Ontological theatre is a term used by Andrew Pickering in the opening of his book, The Cybernetic Brain – a book that tells the story of the British Cyberneticians.

Cybernetics presents a view of the world as ‘theatre’. These are performances, rather than Enlightenment representations. The philosophical basis of cybernetics is ontological, it is performance that creates a reality, that gives the world form. This is weird if one thinks of it in terms of entities. External objects ‘exist’, they are not formed through performance, they are already there. But don’t think of entities, don’t think of the world as the object of our thought, think how it is brought into being by being a product of the formation and interaction of dynamic systems.
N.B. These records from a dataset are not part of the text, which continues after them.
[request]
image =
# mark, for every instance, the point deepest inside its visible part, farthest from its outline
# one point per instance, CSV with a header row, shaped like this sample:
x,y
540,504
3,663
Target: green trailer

This is not agents bringing the world into being, but about dynamic systems interacting with agency as an ‘output’ of the processes. That is not to say we don’t have control i.e. free will. Our free will is the capacity to assert our adaptability and not, as it is often considered to be us asserting ourselves on the future. No! We can’t do that.

An ontological theater […] a vision of the world in which fluid and dynamic entities evolve together in a decentred fashion, exploring each other’s properties in a performative back-and-forth dance of agency (Pickering, 2010, p. 106).

This is from the chapter on Ross Ashby, we see the suggestion that ‘entities’ are dynamic systems in equilibrium in a complex and unknowable environment.

In order to consider the ontological theatre of the classroom, we have to dig deeper and think about what we mean by thinking (and learning) in cybernetic terms. You will see some links not just now but in what I have already written that there are some shared concerns that are raised by the new materialists and even the object-oriented ontologists.


Clark, C. M., & Peterson, P. L. (1986). Teachers’ thought processes. In M. C. Wittrock (Ed.), Handbook of research on teaching (3rd ed., pp. 255–296). New York: Macmillan.

Pickering, A. (2010). The cybernetic brain: sketches of another future. Chicago ; London: University of Chicago Press.

Povey, H., & Burton, L. (1999). Learners as authors in the mathematics classroom. In L. Burton (Ed.), Learning mathematics: from hierarchies to networks (pp. 232–245). London: Falmer.

Stigler, J. W., & Hiebert, J. (1999). The teaching gap: best ideas from the world’s teachers for improving education in the classroom. New York: Free Press.

Stylianides, G. J., & Stylianides, A. J. (2014). The role of instructional engineering in reducing the uncertainties of ambitious teaching. Cognition and Instruction, 32(4), 374–415.

Watson, S. (2019). Revisiting teacher decision making in the mathematics classroom: a multidisciplinary approach. Presented at the Eleventh Congress of the European Society for Research in Mathematics Education (CERME11), Utrecht University.